# Teichbälle reinigen



## Roland O. (22. Apr. 2015)

Hallo Zusammen,

jetzt war es auch bei mir so weit - die Teichbälle mussten gereinigt werden. Schön von Hand mit Bürste begonnen (großer Dank an meine ältere Tochter, die sich da freiwillig gemeldet hat). Nach ein paar hundert Bällen, habe ich dann auch mitgeholfen - aber nicht sehr lange. Das ist eine echt sch..ß Arbeit!!!

Eine Lösung musste her, so kann man nicht ein paar Tausend Bälle reinigen, das steht fest!

Guckst du:






Grüße
Roland


----------



## Lyliana (22. Apr. 2015)

Frauen haben halt schon die geilsten Ideen. 

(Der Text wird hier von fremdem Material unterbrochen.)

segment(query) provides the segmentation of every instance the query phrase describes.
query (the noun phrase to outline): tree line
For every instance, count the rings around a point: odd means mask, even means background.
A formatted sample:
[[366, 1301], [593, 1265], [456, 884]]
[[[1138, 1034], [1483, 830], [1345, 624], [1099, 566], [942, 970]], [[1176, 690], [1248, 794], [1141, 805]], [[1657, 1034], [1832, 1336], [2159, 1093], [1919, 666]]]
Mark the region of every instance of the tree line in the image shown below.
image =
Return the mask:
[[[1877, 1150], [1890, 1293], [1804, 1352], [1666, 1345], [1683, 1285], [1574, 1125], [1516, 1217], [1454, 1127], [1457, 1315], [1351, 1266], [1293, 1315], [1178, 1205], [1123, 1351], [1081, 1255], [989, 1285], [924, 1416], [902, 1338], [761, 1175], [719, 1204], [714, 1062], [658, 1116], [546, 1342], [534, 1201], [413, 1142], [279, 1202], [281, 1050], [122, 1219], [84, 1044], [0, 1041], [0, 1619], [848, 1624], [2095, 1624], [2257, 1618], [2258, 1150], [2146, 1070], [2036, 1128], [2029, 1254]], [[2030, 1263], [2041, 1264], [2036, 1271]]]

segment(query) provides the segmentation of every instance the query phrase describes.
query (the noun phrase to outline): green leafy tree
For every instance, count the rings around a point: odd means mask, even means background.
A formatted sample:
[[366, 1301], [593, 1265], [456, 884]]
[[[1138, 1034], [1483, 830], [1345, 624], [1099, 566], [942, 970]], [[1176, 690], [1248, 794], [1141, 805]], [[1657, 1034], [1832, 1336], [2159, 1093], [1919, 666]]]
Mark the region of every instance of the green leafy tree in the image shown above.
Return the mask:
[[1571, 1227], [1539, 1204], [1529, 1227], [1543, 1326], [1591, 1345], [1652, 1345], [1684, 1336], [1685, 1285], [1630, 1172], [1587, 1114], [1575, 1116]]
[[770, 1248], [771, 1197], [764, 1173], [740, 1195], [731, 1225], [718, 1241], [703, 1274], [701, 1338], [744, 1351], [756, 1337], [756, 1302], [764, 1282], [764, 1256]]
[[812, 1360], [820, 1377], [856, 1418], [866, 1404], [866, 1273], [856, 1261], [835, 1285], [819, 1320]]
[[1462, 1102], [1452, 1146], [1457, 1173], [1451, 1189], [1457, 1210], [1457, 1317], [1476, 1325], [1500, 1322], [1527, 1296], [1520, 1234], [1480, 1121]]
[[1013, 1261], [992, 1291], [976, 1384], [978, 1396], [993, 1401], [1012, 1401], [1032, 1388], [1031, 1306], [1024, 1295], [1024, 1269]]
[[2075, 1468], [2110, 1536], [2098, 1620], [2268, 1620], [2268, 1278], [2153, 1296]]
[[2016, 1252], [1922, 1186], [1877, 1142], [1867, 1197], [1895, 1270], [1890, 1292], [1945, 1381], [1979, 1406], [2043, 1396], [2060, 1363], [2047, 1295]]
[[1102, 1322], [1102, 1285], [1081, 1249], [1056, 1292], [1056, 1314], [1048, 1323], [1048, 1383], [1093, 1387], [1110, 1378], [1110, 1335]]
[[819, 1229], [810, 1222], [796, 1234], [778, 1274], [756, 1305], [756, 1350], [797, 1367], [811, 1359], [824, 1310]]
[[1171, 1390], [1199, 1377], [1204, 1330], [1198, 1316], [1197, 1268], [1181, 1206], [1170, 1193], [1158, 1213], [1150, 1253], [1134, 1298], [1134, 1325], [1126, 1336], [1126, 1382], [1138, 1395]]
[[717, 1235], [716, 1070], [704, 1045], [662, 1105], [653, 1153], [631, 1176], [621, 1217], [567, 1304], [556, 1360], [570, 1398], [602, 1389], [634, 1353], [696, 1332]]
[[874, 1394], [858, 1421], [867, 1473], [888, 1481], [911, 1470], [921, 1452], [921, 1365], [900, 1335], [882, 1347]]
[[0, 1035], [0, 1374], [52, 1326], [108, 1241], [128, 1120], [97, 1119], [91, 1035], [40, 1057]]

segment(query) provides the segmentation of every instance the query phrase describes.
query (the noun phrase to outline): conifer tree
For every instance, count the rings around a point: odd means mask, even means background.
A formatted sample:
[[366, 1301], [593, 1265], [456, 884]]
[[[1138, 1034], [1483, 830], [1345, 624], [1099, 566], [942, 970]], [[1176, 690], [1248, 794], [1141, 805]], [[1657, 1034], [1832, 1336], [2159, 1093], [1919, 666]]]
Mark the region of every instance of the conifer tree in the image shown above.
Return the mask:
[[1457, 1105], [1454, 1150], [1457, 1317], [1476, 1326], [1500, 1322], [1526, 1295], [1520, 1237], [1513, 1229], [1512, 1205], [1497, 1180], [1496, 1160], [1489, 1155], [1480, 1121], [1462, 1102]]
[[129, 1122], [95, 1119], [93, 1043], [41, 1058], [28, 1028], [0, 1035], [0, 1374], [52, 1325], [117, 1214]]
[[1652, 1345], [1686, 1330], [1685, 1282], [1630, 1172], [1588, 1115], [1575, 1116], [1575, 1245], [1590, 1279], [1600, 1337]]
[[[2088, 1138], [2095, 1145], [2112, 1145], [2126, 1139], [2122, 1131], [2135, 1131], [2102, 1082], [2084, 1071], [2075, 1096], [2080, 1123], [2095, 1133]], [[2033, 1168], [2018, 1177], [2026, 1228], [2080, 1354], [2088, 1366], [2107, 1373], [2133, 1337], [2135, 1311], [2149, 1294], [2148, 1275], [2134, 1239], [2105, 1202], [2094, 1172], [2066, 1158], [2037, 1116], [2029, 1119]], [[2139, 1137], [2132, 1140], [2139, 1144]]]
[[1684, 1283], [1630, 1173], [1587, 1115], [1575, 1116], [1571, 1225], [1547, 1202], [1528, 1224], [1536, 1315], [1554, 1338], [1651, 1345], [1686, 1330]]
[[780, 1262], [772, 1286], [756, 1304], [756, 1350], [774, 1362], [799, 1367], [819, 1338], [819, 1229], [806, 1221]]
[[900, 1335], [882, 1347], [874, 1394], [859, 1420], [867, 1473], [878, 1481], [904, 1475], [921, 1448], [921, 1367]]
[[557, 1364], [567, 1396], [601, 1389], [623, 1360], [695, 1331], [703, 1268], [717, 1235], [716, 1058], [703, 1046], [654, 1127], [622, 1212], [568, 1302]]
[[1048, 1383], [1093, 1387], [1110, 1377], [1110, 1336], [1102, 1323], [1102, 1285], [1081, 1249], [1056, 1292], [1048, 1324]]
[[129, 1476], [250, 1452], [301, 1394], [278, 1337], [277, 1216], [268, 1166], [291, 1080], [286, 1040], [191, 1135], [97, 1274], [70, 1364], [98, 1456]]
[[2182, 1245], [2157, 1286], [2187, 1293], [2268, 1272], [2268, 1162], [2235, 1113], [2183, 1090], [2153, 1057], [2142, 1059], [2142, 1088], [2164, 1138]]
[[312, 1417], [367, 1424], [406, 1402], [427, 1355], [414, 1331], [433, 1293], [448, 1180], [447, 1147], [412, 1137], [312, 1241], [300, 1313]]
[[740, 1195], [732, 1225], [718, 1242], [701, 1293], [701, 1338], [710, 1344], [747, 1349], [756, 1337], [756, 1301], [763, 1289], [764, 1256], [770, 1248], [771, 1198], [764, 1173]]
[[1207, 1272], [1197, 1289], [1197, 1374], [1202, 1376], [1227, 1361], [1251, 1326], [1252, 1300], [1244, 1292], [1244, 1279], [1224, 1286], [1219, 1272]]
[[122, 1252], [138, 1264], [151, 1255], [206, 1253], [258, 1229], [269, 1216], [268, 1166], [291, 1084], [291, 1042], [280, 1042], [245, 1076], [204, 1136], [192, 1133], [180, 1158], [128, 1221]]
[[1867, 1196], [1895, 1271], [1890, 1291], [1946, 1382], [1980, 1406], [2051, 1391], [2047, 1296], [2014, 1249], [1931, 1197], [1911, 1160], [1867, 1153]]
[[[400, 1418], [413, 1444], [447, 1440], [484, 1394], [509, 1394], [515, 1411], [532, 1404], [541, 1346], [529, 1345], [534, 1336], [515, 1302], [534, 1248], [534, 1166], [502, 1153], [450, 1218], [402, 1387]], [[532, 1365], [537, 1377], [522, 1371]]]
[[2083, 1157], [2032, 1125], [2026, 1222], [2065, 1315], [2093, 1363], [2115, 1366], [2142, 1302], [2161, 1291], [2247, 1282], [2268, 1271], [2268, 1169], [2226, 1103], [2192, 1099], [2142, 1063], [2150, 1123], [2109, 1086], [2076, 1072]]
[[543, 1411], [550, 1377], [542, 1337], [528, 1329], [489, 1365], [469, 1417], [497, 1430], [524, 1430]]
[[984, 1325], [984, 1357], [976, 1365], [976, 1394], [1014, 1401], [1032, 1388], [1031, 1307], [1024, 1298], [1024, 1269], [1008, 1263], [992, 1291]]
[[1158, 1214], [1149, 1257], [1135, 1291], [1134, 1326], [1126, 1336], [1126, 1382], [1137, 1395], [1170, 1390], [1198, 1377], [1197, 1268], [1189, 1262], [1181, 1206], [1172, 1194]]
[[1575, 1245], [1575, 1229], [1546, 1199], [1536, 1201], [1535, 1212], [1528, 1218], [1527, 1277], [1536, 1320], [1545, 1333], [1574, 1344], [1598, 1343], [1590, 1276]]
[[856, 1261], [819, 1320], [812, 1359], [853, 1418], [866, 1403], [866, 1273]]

Essigessenz, hilft gut gegen Kalk .... ich würde einfach in den Eimer nach dem der grobe Schmutz weg ist Essigessenz reinspritzen und weiter mengen. 
Dann sollte sich der Kalk leichter abreiben lassen bzw von alleine abblättern. Noch mal abwaschen mit klarem Wasser.... und SAUBER und vor allem Chemie frei. 

Vielleicht klappts ja


----------



## Gartenteichumbauer (22. Apr. 2015)

Lyliana schrieb:
			
		

> Frauen haben halt schon die geilsten Ideen.
> 
> 
> 
> > Würd ich so nicht unterschreiben


----------



## Lyliana (22. Apr. 2015)

Bist doch nur neidisch


----------



## Roland O. (22. Apr. 2015)

Lyliana schrieb:


> Frauen haben halt schon die geilsten Ideen.
> 
> Essigessenz, hilft gut gegen Kalk .... ich würde einfach in den Eimer nach dem der grobe Schmutz weg ist Essigessenz reinspritzen und weiter mengen.
> Dann sollte sich der Kalk leichter abreiben lassen bzw von alleine abblättern. Noch mal abwaschen mit klarem Wasser.... und SAUBER und vor allem Chemie frei.
> ...



Ausnahmsweise muss ich dir Recht geben 


Ich selber habe kein Problem mit ein bisschen Kalkablagerungen, aber das mit der Essigessenz muss ich mir merken. Werde das aber erst im nächsten Frühjahr testen - wenn ich mich bis dahin noch daran erinnern kann 

lg
Roland


----------



## Gartenteichumbauer (22. Apr. 2015)

Verräter...


----------



## Roland O. (22. Apr. 2015)

Gartenteichumbauer schrieb:


> Verräter...



oops


----------



## RKurzhals (23. Apr. 2015)

Hallo Thomas und Roland,
gegen Essigessenz gibt es nichts einzuwenden. Diese wird auch einen gut Teil der gezeigten Verkrustungen entfernen helfen, und ist biologisch abbaubar . Diese wird allerdings auch verzinkten Stahl angreifen, wie die Ablaufrinne im Video . Für eine effektivere Reinigung würde ich einen Zusatz von Tensid und Citronensäure empfehlen. Die genannten Komponenten sind in vielen "Allzweck-Reinigern" enthalten (nicht gerade die biologischen von Frosch und Co ), so dass man keine Chemikalien-Sammlung bestellen muss. Die Idee mit dem Eimer find ich gut, das Verhältnis von Volumen, Verweilzeit und Wirksamkeit muss man halt testen.


----------



## krallowa (23. Apr. 2015)

Moin,

kurze Zwischenfrage:
Welche Funktion haben die Teichbälle?
MfG
Ralf


----------



## Zacky (23. Apr. 2015)

Winterabdeckung


----------



## Roland O. (23. Apr. 2015)

Hallo Zacky,

wie reinigst du deine Teichbälle? Hast ja nicht gerade wenige 

lg
Roland


----------



## Zacky (23. Apr. 2015)

wenn ich ehrlich sein soll, bisher gar nicht...überlege schon, sie mal im kurzen Kaltwaschgang durch die Waschmaschine zu jagen...


----------



## Roland O. (23. Apr. 2015)

Zacky schrieb:


> wenn ich ehrlich sein soll, bisher gar nicht...überlege schon, sie mal im kurzen Kaltwaschgang durch die Waschmaschine zu jagen...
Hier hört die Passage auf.